The Fed relentlessly pushed on with quantitative tightening through 2018, despite a severe market correction in the fall. In December, Fed Chairman Jerome Powell said that QT would be on “autopilot,” meaning the Fed would continue to raise interest rates and to sell $50 billion monthly in securities until it hit its target. But the market protested loudly to this move, with the Nasdaq Composite Index dropping 22% from its late-summer high.

Worse, defaults on consumer loans were rising. December 2018 was the first time in two years that all loan types and all major metropolitan statistical areas showed a higher default rate month-over-month. Consumer debt – including auto, student and credit card debt – is typically bundled and sold as asset-backed securities similar to the risky mortgage-backed securities that brought down the market in 2008 after the Fed had progressively raised interest rates.

Chairman Powell evidently got the memo. In January, he abruptly changed course and announced that QT would be halted if needed. On February 4th, Mary Daly, president of the Federal Reserve Bank of San Francisco, said they were considering going much further. “You could imagine executing policy with your interest rate as your primary tool and the balance sheet as a secondary tool, one that you would use more readily,” she said. QE and QT would no longer be emergency measures but would be routine tools for managing the money supply. In a February 13th article on Seeking Alpha titled “Quantitative Easing on Demand,” Mark Grant wrote:

If the Fed does decide to pursue this strategy it will be a wholesale change in the way the financial system in the United States operates and I think that very few institutions or people appreciate what is taking place or what it will mean to the markets, all of the markets.

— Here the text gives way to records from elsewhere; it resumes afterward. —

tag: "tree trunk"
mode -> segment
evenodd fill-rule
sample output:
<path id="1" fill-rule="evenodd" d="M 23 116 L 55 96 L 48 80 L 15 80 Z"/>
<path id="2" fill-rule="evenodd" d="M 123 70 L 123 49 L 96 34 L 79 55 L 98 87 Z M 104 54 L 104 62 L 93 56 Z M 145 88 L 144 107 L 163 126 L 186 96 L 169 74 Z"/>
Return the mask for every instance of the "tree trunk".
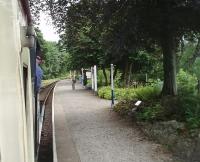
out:
<path id="1" fill-rule="evenodd" d="M 191 67 L 194 64 L 197 57 L 200 57 L 200 37 L 198 37 L 198 42 L 192 58 L 188 60 L 188 67 Z"/>
<path id="2" fill-rule="evenodd" d="M 161 42 L 164 68 L 164 83 L 161 94 L 163 96 L 177 95 L 175 40 L 170 32 L 165 32 Z"/>
<path id="3" fill-rule="evenodd" d="M 107 78 L 107 74 L 106 74 L 106 69 L 104 66 L 102 66 L 102 70 L 103 70 L 103 75 L 104 75 L 104 78 L 105 78 L 105 86 L 108 85 L 108 78 Z"/>

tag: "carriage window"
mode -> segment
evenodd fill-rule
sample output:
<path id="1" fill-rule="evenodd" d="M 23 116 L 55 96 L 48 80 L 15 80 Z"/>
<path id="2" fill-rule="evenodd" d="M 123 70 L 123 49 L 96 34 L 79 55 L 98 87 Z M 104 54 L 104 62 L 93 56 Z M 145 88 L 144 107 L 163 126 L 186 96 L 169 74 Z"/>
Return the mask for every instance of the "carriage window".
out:
<path id="1" fill-rule="evenodd" d="M 28 78 L 28 68 L 23 67 L 23 84 L 24 84 L 24 100 L 25 100 L 25 107 L 26 107 L 26 94 L 27 94 L 27 78 Z"/>

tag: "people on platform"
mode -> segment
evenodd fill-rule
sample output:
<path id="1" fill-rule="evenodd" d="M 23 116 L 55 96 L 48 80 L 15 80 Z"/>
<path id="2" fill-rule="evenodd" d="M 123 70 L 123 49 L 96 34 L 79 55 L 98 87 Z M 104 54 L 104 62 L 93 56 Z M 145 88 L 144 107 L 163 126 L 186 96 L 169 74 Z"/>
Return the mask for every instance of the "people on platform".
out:
<path id="1" fill-rule="evenodd" d="M 38 93 L 41 84 L 42 84 L 42 77 L 43 77 L 43 71 L 40 67 L 40 64 L 42 63 L 42 58 L 40 56 L 36 57 L 36 92 Z"/>

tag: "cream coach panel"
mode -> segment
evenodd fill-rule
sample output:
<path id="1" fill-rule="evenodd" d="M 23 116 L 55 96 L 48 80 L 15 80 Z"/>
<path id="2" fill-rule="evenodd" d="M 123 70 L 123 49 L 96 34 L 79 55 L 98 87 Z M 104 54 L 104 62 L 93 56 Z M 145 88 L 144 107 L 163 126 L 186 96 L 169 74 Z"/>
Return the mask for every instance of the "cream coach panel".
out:
<path id="1" fill-rule="evenodd" d="M 1 162 L 32 162 L 25 149 L 26 118 L 20 59 L 18 2 L 0 0 L 0 149 Z M 27 133 L 28 134 L 28 133 Z"/>

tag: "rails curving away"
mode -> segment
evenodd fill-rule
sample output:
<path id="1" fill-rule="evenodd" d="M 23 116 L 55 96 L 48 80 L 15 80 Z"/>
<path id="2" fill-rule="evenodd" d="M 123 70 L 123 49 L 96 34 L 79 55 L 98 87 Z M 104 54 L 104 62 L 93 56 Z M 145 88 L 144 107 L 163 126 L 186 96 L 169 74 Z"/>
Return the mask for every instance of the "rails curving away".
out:
<path id="1" fill-rule="evenodd" d="M 52 99 L 55 85 L 56 82 L 40 92 L 38 162 L 53 162 Z"/>

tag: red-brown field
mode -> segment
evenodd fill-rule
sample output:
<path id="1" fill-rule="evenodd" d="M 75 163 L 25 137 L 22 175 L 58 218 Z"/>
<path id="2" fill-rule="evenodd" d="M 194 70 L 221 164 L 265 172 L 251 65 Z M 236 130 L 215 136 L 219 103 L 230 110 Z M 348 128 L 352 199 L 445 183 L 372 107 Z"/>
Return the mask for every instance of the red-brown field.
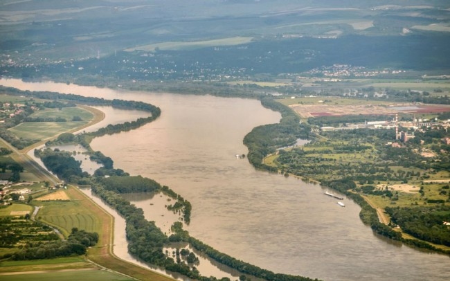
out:
<path id="1" fill-rule="evenodd" d="M 294 105 L 290 106 L 303 118 L 318 116 L 342 116 L 345 115 L 393 115 L 395 114 L 436 114 L 450 111 L 450 106 L 445 105 L 422 105 L 401 103 L 386 105 Z"/>

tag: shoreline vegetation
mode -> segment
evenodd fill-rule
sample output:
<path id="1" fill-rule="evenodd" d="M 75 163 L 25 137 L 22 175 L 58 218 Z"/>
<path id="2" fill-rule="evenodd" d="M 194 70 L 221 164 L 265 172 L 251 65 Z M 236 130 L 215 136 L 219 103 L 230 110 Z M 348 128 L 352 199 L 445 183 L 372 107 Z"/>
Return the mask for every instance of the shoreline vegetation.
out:
<path id="1" fill-rule="evenodd" d="M 8 91 L 8 89 L 5 89 Z M 204 277 L 200 275 L 198 271 L 195 268 L 190 268 L 188 265 L 181 263 L 176 263 L 173 259 L 165 256 L 162 252 L 162 246 L 167 243 L 170 242 L 192 242 L 192 245 L 197 245 L 195 248 L 208 255 L 210 257 L 217 260 L 219 262 L 226 264 L 228 266 L 237 269 L 242 272 L 243 274 L 247 274 L 251 277 L 256 277 L 262 278 L 267 280 L 312 280 L 313 279 L 302 277 L 294 276 L 285 274 L 275 273 L 271 271 L 260 269 L 258 266 L 253 266 L 249 263 L 237 260 L 232 257 L 230 257 L 224 253 L 220 253 L 213 248 L 212 247 L 206 245 L 199 240 L 189 236 L 187 231 L 183 230 L 182 227 L 179 226 L 176 228 L 173 227 L 175 233 L 167 237 L 164 235 L 161 230 L 157 228 L 154 223 L 152 221 L 147 221 L 143 216 L 141 209 L 136 208 L 134 206 L 131 205 L 130 203 L 123 199 L 118 190 L 110 190 L 111 182 L 105 183 L 100 180 L 100 176 L 108 175 L 114 176 L 116 179 L 121 178 L 123 179 L 121 181 L 123 190 L 120 192 L 150 192 L 150 191 L 160 191 L 169 196 L 172 196 L 177 199 L 177 203 L 173 206 L 179 209 L 184 214 L 184 221 L 186 223 L 189 222 L 189 217 L 190 214 L 190 203 L 184 200 L 181 197 L 177 194 L 168 187 L 161 186 L 154 181 L 142 178 L 141 176 L 129 176 L 126 172 L 114 168 L 112 160 L 107 157 L 100 152 L 92 152 L 89 145 L 90 140 L 93 137 L 102 136 L 106 134 L 114 134 L 120 132 L 127 131 L 132 129 L 137 128 L 147 123 L 152 122 L 159 116 L 161 110 L 156 107 L 149 104 L 145 104 L 141 102 L 129 102 L 114 100 L 113 101 L 101 100 L 94 98 L 85 98 L 77 95 L 65 95 L 58 94 L 51 92 L 23 92 L 17 89 L 9 89 L 11 91 L 15 91 L 15 94 L 26 94 L 31 95 L 39 98 L 54 99 L 57 98 L 60 100 L 69 100 L 71 101 L 82 102 L 83 103 L 89 104 L 93 103 L 94 105 L 112 105 L 112 106 L 121 106 L 122 108 L 132 108 L 134 109 L 141 109 L 148 111 L 152 113 L 152 116 L 147 118 L 140 118 L 136 121 L 131 123 L 125 123 L 116 125 L 108 125 L 105 128 L 98 129 L 92 133 L 83 133 L 76 136 L 76 140 L 73 139 L 72 141 L 76 141 L 80 145 L 83 145 L 88 150 L 91 152 L 92 156 L 95 161 L 102 163 L 104 167 L 99 169 L 96 172 L 96 176 L 89 176 L 87 174 L 83 174 L 80 172 L 79 167 L 74 167 L 72 166 L 73 161 L 71 161 L 66 157 L 67 154 L 62 152 L 52 152 L 51 149 L 46 149 L 43 152 L 35 151 L 35 154 L 39 156 L 41 159 L 44 163 L 44 165 L 48 170 L 55 173 L 58 177 L 64 181 L 69 183 L 78 184 L 78 185 L 89 185 L 93 191 L 97 194 L 100 196 L 107 201 L 111 207 L 114 208 L 123 217 L 125 218 L 127 222 L 127 237 L 129 240 L 129 251 L 135 256 L 141 260 L 149 262 L 152 264 L 162 266 L 166 270 L 172 272 L 177 272 L 181 273 L 190 278 L 197 279 L 200 280 L 216 280 L 217 278 L 214 277 Z M 75 136 L 74 136 L 75 137 Z M 53 141 L 48 141 L 46 143 L 50 145 L 51 143 L 58 143 L 58 140 Z M 58 168 L 55 170 L 48 165 L 48 162 L 46 161 L 46 157 L 51 156 L 54 160 L 56 157 L 57 161 L 55 163 L 58 163 Z M 76 161 L 75 161 L 76 162 Z M 62 164 L 60 165 L 59 164 Z M 64 166 L 62 167 L 62 166 Z M 104 178 L 111 179 L 111 178 Z M 103 181 L 103 182 L 102 182 Z M 136 182 L 141 183 L 141 189 L 136 190 Z M 222 278 L 226 280 L 228 278 Z"/>
<path id="2" fill-rule="evenodd" d="M 9 90 L 6 89 L 6 91 L 10 91 L 10 89 Z M 24 93 L 20 91 L 17 91 L 18 93 L 24 94 Z M 27 94 L 29 93 L 27 93 Z M 108 125 L 105 128 L 102 128 L 93 133 L 78 134 L 76 136 L 74 136 L 75 138 L 73 140 L 87 147 L 91 153 L 91 157 L 92 155 L 93 155 L 96 161 L 104 165 L 104 168 L 100 170 L 98 173 L 96 175 L 96 176 L 108 175 L 109 176 L 121 177 L 122 179 L 124 179 L 125 181 L 124 190 L 118 191 L 109 189 L 108 186 L 110 185 L 111 183 L 105 184 L 105 182 L 99 180 L 99 178 L 87 177 L 82 174 L 78 174 L 75 173 L 74 175 L 72 172 L 73 171 L 71 172 L 70 176 L 68 176 L 67 174 L 64 175 L 64 173 L 59 175 L 62 178 L 62 179 L 67 180 L 69 182 L 78 184 L 90 185 L 96 193 L 108 202 L 109 205 L 117 210 L 118 212 L 125 218 L 127 221 L 127 239 L 129 240 L 129 251 L 130 253 L 144 261 L 152 264 L 163 266 L 167 270 L 171 271 L 179 272 L 190 278 L 201 280 L 215 280 L 211 279 L 211 278 L 201 276 L 198 271 L 192 270 L 192 269 L 190 269 L 187 265 L 174 263 L 173 260 L 168 259 L 167 257 L 158 251 L 158 248 L 161 247 L 161 245 L 168 242 L 188 242 L 198 251 L 205 253 L 211 258 L 215 259 L 221 263 L 228 265 L 230 267 L 237 269 L 243 273 L 249 274 L 251 276 L 258 277 L 267 280 L 312 280 L 301 276 L 276 274 L 260 269 L 257 266 L 252 266 L 250 264 L 236 260 L 232 257 L 219 253 L 210 246 L 205 245 L 201 242 L 196 240 L 195 238 L 190 237 L 187 231 L 182 229 L 182 226 L 179 227 L 179 226 L 178 226 L 178 227 L 174 227 L 174 233 L 169 237 L 167 237 L 164 234 L 161 233 L 161 230 L 154 226 L 154 224 L 152 224 L 152 222 L 147 221 L 143 218 L 142 210 L 137 209 L 135 206 L 130 205 L 129 202 L 122 199 L 120 196 L 120 193 L 135 191 L 135 190 L 133 190 L 131 188 L 131 185 L 133 185 L 127 186 L 126 182 L 128 180 L 138 181 L 142 183 L 143 186 L 140 191 L 159 190 L 166 194 L 172 194 L 174 198 L 177 198 L 178 202 L 179 202 L 178 208 L 179 208 L 179 210 L 183 212 L 185 215 L 185 222 L 188 223 L 189 221 L 189 216 L 186 216 L 186 214 L 190 214 L 191 206 L 188 201 L 185 201 L 179 195 L 170 190 L 168 187 L 161 186 L 156 182 L 148 182 L 146 180 L 143 180 L 142 178 L 136 179 L 136 177 L 131 177 L 124 171 L 114 169 L 111 158 L 102 155 L 99 152 L 93 152 L 89 145 L 90 140 L 96 136 L 100 136 L 106 134 L 114 134 L 119 132 L 133 129 L 147 123 L 152 122 L 157 118 L 161 114 L 161 110 L 159 108 L 140 102 L 126 102 L 118 100 L 108 101 L 102 99 L 102 100 L 98 100 L 99 99 L 93 98 L 88 98 L 78 96 L 76 95 L 63 95 L 50 92 L 31 93 L 31 95 L 33 96 L 37 94 L 39 95 L 40 98 L 54 99 L 55 97 L 57 97 L 59 99 L 69 100 L 72 101 L 75 100 L 77 102 L 81 102 L 86 104 L 93 103 L 94 105 L 102 104 L 120 106 L 123 107 L 123 108 L 138 109 L 152 112 L 152 116 L 147 118 L 140 118 L 136 122 L 126 123 L 118 125 Z M 272 172 L 278 172 L 278 169 L 277 167 L 264 163 L 264 159 L 267 156 L 276 152 L 278 147 L 284 147 L 292 145 L 298 138 L 314 139 L 316 136 L 312 133 L 309 125 L 305 123 L 300 123 L 298 116 L 297 116 L 296 114 L 287 106 L 283 105 L 271 98 L 261 98 L 260 96 L 259 99 L 264 107 L 280 112 L 282 118 L 278 124 L 271 124 L 255 127 L 244 137 L 244 143 L 248 147 L 249 152 L 247 158 L 251 163 L 256 168 Z M 277 138 L 273 138 L 274 136 L 277 136 Z M 44 163 L 46 154 L 51 154 L 52 156 L 55 156 L 55 155 L 57 156 L 60 156 L 60 155 L 57 155 L 58 154 L 52 154 L 52 152 L 45 151 L 44 152 L 37 153 L 40 155 Z M 48 154 L 47 154 L 47 156 L 48 155 Z M 60 159 L 62 158 L 61 158 Z M 51 170 L 51 167 L 48 167 L 48 168 Z M 68 168 L 68 167 L 66 167 L 66 169 Z M 330 181 L 322 181 L 322 184 L 345 194 L 349 198 L 357 202 L 361 207 L 361 212 L 360 213 L 361 220 L 364 224 L 370 225 L 372 229 L 375 233 L 395 240 L 402 241 L 406 244 L 420 248 L 425 248 L 436 252 L 449 254 L 448 251 L 438 248 L 426 242 L 416 239 L 411 239 L 403 238 L 399 233 L 393 230 L 390 226 L 381 223 L 379 220 L 377 210 L 370 206 L 370 205 L 368 203 L 368 202 L 364 200 L 361 195 L 349 191 L 349 190 L 354 188 L 353 185 L 354 185 L 354 183 L 345 179 L 341 179 Z M 150 230 L 150 233 L 152 234 L 150 234 L 149 233 L 143 233 L 143 231 L 145 231 L 143 228 Z M 149 239 L 148 237 L 149 234 L 152 237 L 151 239 Z M 147 238 L 145 241 L 143 241 L 143 239 L 142 238 L 145 237 L 147 237 Z"/>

The Problem of Debt Deflation

The Fed is realizing that it cannot bring its balance sheet back to “normal.” It must keep pumping new money into the banking system to avoid a recession. This naturally alarms Fed watchers worried about hyperinflation. But QE need not create unwanted inflation if directed properly. The money spigots just need to be aimed at the debtors rather than the creditor banks. In fact regular injections of new money directly into the economy may be just what the economy needs to escape the boom and bust cycle that has characterized it for two centuries. Mark Grant concluded his article by quoting Abraham Lincoln:

The Government should create, issue, and circulate all the currency and credits needed to satisfy the spending power of the Government and the buying power of consumers. By the adoption of these principles, the taxpayers will be saved immense sums of interest. Money will cease to be master and become the servant of humanity.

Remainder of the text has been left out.